In some minutes, when he heard the watchdog barking above, he went up the short foot-trail, expecting to reach the house with the negro, but nearing it, saw no one without.
From the open windows he heard Bertha's voice raised in excitement. "I will not leave you alone with him, Hermie, you need not ask it. He can have nothing to say that I should not hear."
As Durgan drew nearer he heard Bertha again, this time with a sob of distress in her voice. "I don't care what he says or does; I will brave anything rather."
"Birdie, darling, you are very, very foolish!" Miss Smith's voice was raised above her natural tone, but was much calmer.
Durgan's step was on the wooden verandah.

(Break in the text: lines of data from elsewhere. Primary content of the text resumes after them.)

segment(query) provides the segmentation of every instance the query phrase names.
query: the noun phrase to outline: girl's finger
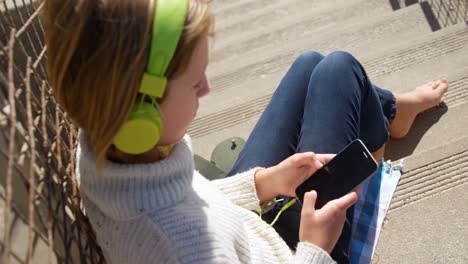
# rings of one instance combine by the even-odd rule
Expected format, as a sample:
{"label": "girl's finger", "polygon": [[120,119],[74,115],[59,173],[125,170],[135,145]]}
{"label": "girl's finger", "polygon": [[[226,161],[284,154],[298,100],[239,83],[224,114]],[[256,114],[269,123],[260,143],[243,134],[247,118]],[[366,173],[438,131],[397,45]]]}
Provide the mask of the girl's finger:
{"label": "girl's finger", "polygon": [[332,160],[336,154],[317,154],[317,159],[322,163],[322,164],[327,164]]}
{"label": "girl's finger", "polygon": [[345,196],[335,199],[331,202],[334,202],[338,208],[342,210],[346,210],[349,207],[351,207],[354,203],[356,203],[357,198],[358,198],[358,195],[356,192],[350,192],[346,194]]}
{"label": "girl's finger", "polygon": [[306,192],[304,194],[304,203],[302,205],[302,210],[306,210],[306,212],[309,212],[309,213],[314,213],[316,201],[317,201],[316,191]]}
{"label": "girl's finger", "polygon": [[357,195],[354,192],[348,193],[345,196],[331,200],[319,212],[325,219],[337,219],[341,215],[346,214],[346,210],[351,207],[357,200]]}
{"label": "girl's finger", "polygon": [[298,166],[315,166],[315,162],[318,161],[317,154],[314,152],[298,153]]}

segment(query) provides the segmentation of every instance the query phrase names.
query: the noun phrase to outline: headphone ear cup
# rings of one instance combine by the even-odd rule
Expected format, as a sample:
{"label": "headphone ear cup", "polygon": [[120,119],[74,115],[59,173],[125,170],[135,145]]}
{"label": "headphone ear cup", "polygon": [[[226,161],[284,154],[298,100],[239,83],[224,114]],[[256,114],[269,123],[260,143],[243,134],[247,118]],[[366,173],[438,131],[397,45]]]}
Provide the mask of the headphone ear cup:
{"label": "headphone ear cup", "polygon": [[114,145],[128,154],[142,154],[152,149],[162,132],[159,108],[148,102],[133,106],[129,118],[114,138]]}

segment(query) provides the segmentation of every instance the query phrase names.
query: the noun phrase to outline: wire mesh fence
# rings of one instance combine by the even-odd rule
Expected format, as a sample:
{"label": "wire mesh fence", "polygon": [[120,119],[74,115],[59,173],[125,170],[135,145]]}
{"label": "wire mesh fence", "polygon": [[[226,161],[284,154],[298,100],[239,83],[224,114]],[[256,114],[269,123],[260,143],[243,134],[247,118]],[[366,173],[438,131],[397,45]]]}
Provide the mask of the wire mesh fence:
{"label": "wire mesh fence", "polygon": [[389,0],[393,10],[419,4],[432,31],[468,23],[468,0]]}
{"label": "wire mesh fence", "polygon": [[78,132],[46,76],[42,6],[0,0],[0,262],[102,263],[80,210]]}

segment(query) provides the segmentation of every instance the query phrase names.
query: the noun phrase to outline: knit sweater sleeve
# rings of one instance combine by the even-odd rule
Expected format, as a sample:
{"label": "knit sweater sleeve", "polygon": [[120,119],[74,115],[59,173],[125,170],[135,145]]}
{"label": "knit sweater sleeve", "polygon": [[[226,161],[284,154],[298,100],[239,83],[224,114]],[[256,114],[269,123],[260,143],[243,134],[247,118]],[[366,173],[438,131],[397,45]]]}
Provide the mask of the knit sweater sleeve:
{"label": "knit sweater sleeve", "polygon": [[259,168],[224,179],[214,180],[212,183],[221,190],[234,204],[247,210],[260,212],[260,200],[255,188],[254,175]]}
{"label": "knit sweater sleeve", "polygon": [[308,242],[299,242],[297,244],[296,254],[291,256],[289,263],[333,264],[336,262],[323,249]]}

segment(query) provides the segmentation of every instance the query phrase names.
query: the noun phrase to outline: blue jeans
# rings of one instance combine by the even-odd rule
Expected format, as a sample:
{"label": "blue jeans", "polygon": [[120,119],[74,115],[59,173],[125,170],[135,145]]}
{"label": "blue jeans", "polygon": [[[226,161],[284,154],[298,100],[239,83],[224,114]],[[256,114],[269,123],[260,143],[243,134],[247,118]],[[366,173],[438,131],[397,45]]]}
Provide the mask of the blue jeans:
{"label": "blue jeans", "polygon": [[[298,152],[337,153],[354,139],[378,150],[389,138],[395,97],[371,84],[346,52],[301,54],[284,76],[228,175],[270,167]],[[288,199],[288,198],[287,198]],[[272,221],[282,204],[265,215]],[[291,248],[299,241],[301,206],[295,203],[274,225]],[[352,208],[331,256],[347,263]]]}

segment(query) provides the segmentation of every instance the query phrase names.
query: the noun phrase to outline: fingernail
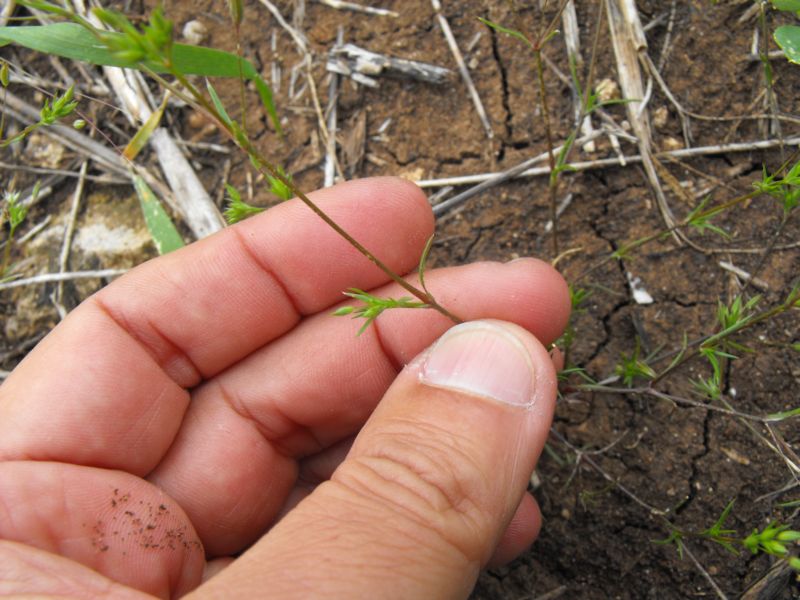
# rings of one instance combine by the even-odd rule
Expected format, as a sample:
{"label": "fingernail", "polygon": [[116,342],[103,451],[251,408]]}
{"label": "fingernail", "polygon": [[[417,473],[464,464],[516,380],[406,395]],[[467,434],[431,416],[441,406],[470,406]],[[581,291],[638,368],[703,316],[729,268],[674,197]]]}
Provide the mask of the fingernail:
{"label": "fingernail", "polygon": [[427,385],[516,406],[533,402],[534,367],[525,345],[500,325],[456,325],[428,351],[420,367]]}

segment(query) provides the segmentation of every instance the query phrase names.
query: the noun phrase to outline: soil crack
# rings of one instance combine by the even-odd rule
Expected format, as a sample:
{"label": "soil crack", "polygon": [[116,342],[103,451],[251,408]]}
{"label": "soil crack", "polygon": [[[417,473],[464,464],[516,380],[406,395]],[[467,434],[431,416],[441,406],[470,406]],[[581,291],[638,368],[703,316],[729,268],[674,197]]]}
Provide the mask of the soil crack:
{"label": "soil crack", "polygon": [[497,160],[501,161],[506,155],[506,140],[512,139],[511,119],[513,115],[511,113],[511,103],[509,102],[508,72],[503,64],[503,59],[500,57],[500,46],[497,42],[497,32],[492,29],[490,35],[492,36],[492,56],[497,63],[497,70],[500,73],[500,89],[502,91],[501,97],[503,110],[505,111],[506,115],[505,119],[503,120],[503,129],[505,131],[505,135],[501,137],[502,145],[500,146],[500,150],[497,152]]}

Doors and windows were all open to the summer heat. The sisters were standing in the low sitting-room. The negro, hat in hand, stood in a properly respectful attitude near the door. As before, his manner suggested that he was a servant and had no aspiration beyond his sphere.

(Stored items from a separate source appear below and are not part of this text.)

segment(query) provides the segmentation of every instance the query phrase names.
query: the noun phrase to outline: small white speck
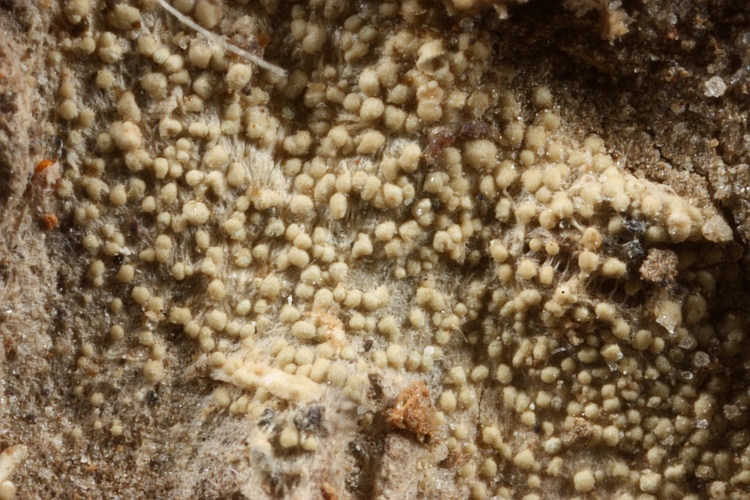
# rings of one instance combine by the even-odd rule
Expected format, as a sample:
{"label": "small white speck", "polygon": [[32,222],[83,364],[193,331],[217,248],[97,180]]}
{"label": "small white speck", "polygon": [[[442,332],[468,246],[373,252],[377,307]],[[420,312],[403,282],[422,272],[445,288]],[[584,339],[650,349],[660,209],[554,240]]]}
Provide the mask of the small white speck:
{"label": "small white speck", "polygon": [[711,357],[703,351],[698,351],[693,355],[693,364],[696,368],[703,368],[708,366],[711,362]]}
{"label": "small white speck", "polygon": [[697,419],[693,422],[693,427],[696,429],[707,429],[708,428],[708,420],[705,418]]}
{"label": "small white speck", "polygon": [[721,97],[727,90],[727,84],[720,76],[713,76],[706,81],[706,91],[703,93],[706,97]]}

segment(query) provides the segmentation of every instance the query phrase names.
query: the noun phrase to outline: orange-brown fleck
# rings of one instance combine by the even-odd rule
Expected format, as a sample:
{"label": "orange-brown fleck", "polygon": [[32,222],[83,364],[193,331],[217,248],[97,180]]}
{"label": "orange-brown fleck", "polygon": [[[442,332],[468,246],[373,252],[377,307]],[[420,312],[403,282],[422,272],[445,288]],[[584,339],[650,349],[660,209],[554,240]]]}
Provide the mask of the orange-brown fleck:
{"label": "orange-brown fleck", "polygon": [[57,184],[60,179],[60,165],[55,160],[42,160],[34,169],[33,182],[35,189],[44,190]]}
{"label": "orange-brown fleck", "polygon": [[265,47],[271,41],[271,37],[268,35],[268,33],[262,31],[258,33],[255,38],[258,41],[258,45],[260,45],[261,47]]}
{"label": "orange-brown fleck", "polygon": [[55,164],[55,160],[42,160],[36,166],[36,173],[38,174],[42,170],[46,170]]}
{"label": "orange-brown fleck", "polygon": [[412,382],[396,398],[396,404],[386,412],[389,424],[413,432],[424,442],[437,432],[435,408],[432,406],[430,391],[422,381]]}
{"label": "orange-brown fleck", "polygon": [[333,486],[328,483],[320,485],[320,495],[323,497],[323,500],[337,500],[339,497],[336,494],[336,490],[333,489]]}
{"label": "orange-brown fleck", "polygon": [[58,219],[55,214],[44,214],[42,215],[42,226],[44,229],[51,230],[57,227]]}

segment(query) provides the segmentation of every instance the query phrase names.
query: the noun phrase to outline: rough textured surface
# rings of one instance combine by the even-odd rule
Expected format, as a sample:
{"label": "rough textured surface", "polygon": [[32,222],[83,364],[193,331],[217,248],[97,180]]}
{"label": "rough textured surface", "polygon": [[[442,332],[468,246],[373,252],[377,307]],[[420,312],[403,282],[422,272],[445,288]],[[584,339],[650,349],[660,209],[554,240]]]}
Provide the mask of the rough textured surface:
{"label": "rough textured surface", "polygon": [[744,2],[171,5],[0,0],[0,498],[748,495]]}

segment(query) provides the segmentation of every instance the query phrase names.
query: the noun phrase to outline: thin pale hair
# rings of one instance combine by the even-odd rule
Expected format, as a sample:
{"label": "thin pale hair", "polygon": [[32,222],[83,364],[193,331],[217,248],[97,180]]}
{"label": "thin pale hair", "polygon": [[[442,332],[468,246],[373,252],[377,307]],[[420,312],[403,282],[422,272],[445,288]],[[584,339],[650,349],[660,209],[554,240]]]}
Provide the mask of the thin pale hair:
{"label": "thin pale hair", "polygon": [[271,64],[268,61],[265,61],[263,58],[256,56],[255,54],[251,54],[250,52],[243,50],[236,45],[232,45],[231,43],[224,40],[222,37],[217,35],[216,33],[213,33],[211,31],[208,31],[206,28],[202,27],[200,24],[193,21],[190,17],[186,16],[185,14],[181,13],[171,5],[167,3],[166,0],[158,0],[159,4],[172,14],[174,17],[176,17],[181,23],[193,28],[195,31],[203,35],[204,37],[208,38],[214,43],[217,43],[224,47],[229,52],[232,52],[234,54],[237,54],[240,57],[243,57],[250,61],[251,63],[255,64],[256,66],[259,66],[263,69],[267,69],[268,71],[278,75],[278,76],[286,76],[286,71],[275,64]]}

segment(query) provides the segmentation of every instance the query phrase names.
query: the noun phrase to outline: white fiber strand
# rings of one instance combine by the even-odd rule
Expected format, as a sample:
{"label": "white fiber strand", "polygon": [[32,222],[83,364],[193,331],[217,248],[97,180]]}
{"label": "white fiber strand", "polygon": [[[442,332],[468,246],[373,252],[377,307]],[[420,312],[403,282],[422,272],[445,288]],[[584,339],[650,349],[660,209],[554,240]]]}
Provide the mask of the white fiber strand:
{"label": "white fiber strand", "polygon": [[264,61],[262,58],[251,54],[250,52],[243,50],[236,45],[232,45],[231,43],[227,42],[223,38],[221,38],[216,33],[212,33],[193,21],[190,17],[186,16],[185,14],[182,14],[180,11],[169,5],[166,0],[158,0],[159,4],[164,7],[164,10],[172,14],[174,17],[176,17],[181,23],[186,24],[187,26],[190,26],[195,31],[203,35],[204,37],[208,38],[209,40],[218,43],[219,45],[222,45],[226,50],[229,52],[233,52],[237,54],[240,57],[244,57],[248,61],[252,62],[256,66],[260,66],[263,69],[267,69],[268,71],[271,71],[272,73],[275,73],[279,76],[286,76],[286,71],[284,71],[282,68],[279,68],[278,66],[271,64],[267,61]]}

"I saw that fellow come up the road," said Durgan. "I do not know, of course, what his errand is here; but I thought I ought to tell you that Adam told me that he had got no regular job, and that he had found him idling around a month ago with no apparent reason."

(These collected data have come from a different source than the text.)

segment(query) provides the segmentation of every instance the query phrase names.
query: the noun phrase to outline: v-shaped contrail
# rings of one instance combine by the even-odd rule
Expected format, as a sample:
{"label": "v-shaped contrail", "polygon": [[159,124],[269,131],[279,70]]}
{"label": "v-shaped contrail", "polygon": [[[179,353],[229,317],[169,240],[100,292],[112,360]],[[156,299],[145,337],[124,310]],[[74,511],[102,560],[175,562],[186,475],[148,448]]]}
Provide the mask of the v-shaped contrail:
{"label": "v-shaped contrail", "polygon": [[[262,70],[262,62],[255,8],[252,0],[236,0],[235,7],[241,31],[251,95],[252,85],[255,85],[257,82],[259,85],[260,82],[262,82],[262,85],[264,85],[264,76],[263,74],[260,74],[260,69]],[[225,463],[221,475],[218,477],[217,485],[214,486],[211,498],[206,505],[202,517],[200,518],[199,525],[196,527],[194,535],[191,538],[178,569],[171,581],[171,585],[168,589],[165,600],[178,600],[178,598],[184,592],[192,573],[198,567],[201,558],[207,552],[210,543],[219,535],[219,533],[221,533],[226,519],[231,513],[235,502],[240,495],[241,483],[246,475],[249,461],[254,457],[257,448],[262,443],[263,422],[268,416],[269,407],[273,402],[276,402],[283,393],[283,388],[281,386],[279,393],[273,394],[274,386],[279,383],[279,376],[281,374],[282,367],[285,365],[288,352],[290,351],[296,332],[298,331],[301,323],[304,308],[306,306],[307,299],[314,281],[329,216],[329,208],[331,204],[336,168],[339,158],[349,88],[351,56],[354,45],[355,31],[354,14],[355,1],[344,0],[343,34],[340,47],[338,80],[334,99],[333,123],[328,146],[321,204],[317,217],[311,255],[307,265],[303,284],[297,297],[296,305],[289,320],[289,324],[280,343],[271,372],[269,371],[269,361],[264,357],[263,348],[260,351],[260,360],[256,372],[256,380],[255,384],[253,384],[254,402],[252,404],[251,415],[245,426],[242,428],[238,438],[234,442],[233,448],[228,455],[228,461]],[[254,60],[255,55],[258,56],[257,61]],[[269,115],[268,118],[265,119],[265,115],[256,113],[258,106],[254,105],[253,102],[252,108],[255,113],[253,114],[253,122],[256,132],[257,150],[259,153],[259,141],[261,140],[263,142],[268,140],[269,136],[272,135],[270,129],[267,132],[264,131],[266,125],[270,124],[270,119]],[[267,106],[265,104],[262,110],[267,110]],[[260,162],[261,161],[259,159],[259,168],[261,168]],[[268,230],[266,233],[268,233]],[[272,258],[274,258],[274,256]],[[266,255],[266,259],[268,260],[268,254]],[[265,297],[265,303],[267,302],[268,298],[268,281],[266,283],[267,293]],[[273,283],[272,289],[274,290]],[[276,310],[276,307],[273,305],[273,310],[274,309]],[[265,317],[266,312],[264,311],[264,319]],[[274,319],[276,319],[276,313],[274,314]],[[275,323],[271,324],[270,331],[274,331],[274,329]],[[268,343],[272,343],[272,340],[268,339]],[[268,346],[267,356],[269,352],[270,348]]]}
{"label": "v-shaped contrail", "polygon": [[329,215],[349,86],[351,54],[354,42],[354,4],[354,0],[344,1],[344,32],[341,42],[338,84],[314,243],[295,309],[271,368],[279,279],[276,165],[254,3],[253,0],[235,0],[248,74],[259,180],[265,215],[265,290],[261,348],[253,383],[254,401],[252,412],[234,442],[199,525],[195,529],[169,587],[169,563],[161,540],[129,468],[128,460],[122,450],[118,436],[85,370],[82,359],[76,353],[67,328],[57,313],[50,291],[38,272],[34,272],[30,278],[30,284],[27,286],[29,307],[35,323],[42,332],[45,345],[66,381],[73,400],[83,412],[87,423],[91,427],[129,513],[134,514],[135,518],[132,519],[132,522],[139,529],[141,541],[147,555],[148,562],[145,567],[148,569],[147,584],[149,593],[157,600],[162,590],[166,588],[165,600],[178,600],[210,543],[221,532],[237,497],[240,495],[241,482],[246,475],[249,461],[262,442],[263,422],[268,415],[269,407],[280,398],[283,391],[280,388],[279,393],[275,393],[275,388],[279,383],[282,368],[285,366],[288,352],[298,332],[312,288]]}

"Yes, sir; I was trying to discover from Adam's wife who it was that lived up here; but she told me so many fixings out of her head about these ladies that I come to the conclusion they wasn't the ladies I was looking for. Miss Smith knows me, sir; and I've been very ill lately—the doctor tells me I'm not long to live."
"Oh, you folks always think you're dying if you've got a cold. You're begging, I see."